Over 1,000 years ago, the scattered islands of Polynesia were settled by an ancient seafaring people. Where did they come from? How did they navigate across the vast Pacific Ocean to settle one-third of Earth’s surface?
To find out, anthropologist Sam Low visited the tiny coral atoll of Satawal, in Micronesia’s remote Caroline Islands, to film Mau Piailug as he guides his canoe by using subtle signs in the waves, winds and stars. In his lofty canoe house he teaches the intricacies of this ancient sea science in a ceremony called “unfolding the mat” by arranging 32 lumps of coral to represent the points of his “star compass.”
Thor Heyerdahl thought Polynesia was settled from South America by voyagers who drifted aboard primitive rafts like Kon Tiki, pushed along by prevailing winds and currents.
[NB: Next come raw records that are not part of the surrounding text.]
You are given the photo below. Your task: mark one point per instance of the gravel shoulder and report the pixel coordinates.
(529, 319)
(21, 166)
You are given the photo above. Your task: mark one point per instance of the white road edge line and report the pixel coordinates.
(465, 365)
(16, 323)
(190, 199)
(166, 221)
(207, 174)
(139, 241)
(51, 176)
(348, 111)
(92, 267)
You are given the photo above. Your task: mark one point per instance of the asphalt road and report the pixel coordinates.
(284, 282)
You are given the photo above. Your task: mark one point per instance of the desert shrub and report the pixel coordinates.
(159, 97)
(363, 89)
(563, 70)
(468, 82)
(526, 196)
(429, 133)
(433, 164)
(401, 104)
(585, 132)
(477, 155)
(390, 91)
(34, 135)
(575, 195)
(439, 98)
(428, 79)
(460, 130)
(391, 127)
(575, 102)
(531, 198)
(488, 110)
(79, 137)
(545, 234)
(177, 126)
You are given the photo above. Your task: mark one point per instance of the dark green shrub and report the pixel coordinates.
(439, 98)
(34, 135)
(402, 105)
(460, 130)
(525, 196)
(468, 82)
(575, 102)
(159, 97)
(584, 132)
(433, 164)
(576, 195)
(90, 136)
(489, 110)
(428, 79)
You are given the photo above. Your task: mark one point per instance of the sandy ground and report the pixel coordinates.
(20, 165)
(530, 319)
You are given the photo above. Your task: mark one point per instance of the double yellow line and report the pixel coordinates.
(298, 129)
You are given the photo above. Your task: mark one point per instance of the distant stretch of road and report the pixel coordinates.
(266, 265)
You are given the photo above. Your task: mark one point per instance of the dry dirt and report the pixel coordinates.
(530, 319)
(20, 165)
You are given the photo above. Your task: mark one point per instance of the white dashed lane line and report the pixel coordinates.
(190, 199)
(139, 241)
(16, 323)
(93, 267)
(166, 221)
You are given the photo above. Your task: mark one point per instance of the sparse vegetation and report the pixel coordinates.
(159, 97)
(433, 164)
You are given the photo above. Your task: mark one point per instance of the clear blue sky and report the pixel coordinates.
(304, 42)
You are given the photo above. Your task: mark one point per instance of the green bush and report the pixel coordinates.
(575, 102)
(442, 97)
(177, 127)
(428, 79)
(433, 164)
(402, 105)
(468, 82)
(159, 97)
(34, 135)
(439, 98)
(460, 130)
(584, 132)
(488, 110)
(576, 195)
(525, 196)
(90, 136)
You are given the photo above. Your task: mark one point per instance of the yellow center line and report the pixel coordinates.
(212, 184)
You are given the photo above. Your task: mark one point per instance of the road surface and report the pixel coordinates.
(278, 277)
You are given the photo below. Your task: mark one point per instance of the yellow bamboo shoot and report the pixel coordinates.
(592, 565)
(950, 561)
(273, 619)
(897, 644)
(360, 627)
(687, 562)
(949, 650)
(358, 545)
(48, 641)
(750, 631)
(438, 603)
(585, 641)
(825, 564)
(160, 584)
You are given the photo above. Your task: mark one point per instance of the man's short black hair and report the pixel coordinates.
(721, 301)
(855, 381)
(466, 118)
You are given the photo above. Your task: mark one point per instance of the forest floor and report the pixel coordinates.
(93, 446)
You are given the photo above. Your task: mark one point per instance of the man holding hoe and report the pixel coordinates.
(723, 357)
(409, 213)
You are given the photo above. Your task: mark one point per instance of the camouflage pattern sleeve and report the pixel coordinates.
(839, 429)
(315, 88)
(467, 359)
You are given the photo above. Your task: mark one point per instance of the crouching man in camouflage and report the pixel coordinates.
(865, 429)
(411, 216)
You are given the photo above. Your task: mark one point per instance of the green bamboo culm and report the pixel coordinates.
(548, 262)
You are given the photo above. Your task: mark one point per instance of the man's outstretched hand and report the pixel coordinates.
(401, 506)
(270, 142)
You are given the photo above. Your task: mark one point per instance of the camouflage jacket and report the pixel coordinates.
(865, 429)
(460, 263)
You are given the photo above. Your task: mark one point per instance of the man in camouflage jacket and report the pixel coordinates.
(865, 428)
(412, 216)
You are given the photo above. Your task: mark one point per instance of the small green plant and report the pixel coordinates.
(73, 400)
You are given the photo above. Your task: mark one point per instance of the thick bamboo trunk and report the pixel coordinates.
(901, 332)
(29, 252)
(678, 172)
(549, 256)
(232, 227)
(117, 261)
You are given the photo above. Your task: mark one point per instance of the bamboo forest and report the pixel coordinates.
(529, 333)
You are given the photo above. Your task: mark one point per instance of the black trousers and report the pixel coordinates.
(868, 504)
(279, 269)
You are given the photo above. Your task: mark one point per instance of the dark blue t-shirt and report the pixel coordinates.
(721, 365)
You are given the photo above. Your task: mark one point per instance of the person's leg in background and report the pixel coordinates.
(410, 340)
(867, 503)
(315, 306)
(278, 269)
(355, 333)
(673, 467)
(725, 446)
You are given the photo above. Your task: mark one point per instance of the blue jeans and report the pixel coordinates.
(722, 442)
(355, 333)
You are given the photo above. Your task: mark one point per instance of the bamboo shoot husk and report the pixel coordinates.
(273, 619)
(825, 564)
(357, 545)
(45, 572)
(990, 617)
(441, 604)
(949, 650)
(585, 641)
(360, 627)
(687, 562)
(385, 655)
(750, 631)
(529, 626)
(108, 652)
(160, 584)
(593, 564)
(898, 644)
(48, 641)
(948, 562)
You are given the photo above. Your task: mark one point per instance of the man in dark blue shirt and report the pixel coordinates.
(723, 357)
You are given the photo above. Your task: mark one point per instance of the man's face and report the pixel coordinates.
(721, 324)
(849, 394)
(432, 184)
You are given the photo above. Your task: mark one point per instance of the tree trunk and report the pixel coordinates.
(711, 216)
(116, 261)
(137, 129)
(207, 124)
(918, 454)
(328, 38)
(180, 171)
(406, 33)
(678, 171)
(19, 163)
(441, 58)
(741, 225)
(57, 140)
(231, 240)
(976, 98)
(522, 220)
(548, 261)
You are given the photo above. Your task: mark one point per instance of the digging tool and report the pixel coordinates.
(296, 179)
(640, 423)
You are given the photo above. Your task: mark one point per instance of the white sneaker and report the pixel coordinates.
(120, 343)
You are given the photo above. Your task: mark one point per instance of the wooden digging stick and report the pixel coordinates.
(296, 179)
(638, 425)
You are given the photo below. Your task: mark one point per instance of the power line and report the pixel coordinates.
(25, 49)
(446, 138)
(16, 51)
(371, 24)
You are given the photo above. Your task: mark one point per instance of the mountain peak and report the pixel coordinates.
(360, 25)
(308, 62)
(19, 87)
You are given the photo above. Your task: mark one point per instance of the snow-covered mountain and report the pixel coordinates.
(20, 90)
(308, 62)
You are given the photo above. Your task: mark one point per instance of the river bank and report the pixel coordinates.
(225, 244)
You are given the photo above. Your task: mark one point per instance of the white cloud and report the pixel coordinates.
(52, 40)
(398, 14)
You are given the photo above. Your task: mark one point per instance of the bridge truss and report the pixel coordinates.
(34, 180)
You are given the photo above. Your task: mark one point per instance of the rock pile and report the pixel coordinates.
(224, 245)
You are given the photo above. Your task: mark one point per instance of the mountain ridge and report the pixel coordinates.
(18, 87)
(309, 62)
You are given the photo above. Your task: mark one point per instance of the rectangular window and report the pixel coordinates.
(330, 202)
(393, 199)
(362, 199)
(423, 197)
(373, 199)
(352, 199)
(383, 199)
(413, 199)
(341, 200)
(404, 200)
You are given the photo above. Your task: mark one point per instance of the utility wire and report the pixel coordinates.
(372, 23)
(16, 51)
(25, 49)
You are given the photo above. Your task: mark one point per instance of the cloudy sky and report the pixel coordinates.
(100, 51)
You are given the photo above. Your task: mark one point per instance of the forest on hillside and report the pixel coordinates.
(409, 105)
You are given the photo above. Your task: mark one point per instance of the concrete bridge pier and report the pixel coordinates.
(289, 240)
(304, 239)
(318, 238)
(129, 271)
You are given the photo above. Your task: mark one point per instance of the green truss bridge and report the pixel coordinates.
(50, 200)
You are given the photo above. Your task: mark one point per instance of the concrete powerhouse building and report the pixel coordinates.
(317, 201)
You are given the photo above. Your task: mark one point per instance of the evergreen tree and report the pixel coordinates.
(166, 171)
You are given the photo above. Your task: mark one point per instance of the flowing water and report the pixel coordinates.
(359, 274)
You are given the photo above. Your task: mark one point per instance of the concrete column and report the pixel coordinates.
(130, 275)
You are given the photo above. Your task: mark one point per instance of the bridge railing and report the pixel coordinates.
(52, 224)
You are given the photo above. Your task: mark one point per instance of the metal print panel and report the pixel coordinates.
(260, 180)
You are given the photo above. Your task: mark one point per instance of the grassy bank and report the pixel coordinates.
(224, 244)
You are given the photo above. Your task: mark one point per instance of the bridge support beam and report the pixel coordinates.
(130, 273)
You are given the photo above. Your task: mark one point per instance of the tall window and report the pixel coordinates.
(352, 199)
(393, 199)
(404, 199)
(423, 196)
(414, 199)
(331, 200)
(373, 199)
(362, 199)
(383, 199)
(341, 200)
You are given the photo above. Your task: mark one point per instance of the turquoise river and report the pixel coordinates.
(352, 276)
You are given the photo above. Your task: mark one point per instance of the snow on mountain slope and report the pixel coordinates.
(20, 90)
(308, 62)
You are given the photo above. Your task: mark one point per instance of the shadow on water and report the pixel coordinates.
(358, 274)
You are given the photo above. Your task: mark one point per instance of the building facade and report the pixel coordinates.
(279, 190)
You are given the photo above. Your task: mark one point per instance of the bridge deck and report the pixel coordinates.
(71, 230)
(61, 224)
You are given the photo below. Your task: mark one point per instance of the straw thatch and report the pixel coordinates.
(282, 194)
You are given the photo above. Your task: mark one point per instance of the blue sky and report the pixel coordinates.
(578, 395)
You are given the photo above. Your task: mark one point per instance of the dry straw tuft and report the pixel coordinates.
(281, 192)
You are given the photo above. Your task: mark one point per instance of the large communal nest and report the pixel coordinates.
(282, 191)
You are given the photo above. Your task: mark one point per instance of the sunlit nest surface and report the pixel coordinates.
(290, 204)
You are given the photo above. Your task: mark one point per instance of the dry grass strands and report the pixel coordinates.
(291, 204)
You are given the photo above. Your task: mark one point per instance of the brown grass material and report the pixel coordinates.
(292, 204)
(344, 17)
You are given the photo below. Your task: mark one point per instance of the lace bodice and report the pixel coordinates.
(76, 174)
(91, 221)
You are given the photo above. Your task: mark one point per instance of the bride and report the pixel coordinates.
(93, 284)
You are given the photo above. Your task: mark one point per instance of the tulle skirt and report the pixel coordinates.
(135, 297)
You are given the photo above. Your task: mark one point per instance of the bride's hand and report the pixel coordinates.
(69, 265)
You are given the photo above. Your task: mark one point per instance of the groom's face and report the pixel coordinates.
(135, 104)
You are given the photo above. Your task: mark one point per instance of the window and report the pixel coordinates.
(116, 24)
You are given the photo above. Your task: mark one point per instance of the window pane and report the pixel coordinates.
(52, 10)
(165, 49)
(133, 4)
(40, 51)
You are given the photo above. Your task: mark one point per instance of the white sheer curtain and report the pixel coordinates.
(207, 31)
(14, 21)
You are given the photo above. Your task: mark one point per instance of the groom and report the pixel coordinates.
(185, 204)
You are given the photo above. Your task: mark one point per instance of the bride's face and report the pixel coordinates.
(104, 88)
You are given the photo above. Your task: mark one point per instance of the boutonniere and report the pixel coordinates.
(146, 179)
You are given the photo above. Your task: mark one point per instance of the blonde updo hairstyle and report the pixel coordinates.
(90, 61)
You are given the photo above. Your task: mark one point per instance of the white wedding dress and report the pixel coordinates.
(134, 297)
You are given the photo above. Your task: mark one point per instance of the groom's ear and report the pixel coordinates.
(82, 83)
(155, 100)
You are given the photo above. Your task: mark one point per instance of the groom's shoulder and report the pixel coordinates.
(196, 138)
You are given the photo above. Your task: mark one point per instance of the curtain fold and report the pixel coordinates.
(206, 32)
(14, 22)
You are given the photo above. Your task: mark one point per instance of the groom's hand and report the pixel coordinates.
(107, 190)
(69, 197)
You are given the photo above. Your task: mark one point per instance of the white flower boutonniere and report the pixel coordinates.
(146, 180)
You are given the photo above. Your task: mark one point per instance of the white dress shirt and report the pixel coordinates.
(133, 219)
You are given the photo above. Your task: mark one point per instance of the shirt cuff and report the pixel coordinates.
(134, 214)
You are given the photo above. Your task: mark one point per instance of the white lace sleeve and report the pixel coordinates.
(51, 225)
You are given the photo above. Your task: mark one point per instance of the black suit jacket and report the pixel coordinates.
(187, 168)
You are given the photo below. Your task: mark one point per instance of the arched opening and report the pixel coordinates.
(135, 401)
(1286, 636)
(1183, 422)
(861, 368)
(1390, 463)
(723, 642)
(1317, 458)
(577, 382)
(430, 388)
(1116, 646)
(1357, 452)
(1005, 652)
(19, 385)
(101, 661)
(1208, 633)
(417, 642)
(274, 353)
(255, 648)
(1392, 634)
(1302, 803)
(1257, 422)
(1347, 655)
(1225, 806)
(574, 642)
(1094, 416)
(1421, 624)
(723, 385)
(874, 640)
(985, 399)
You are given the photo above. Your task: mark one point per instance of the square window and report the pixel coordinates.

But he was wrong. The Navigators follows archeologists working on the Tahitian island of Huahine, in Fiji and Hawaii as they prove that Polynesia’s settlers forced their way against the winds and currents from Island Southeast Asia aboard large seaworthy double-hulled canoes. In a dramatic demonstration, Mau Piailug guides a replica of such a vessel, Hokule`a, from Hawaii to Tahiti – 2500 miles across the ocean without benefit of sextant, compass, or any other Western navigational instrument.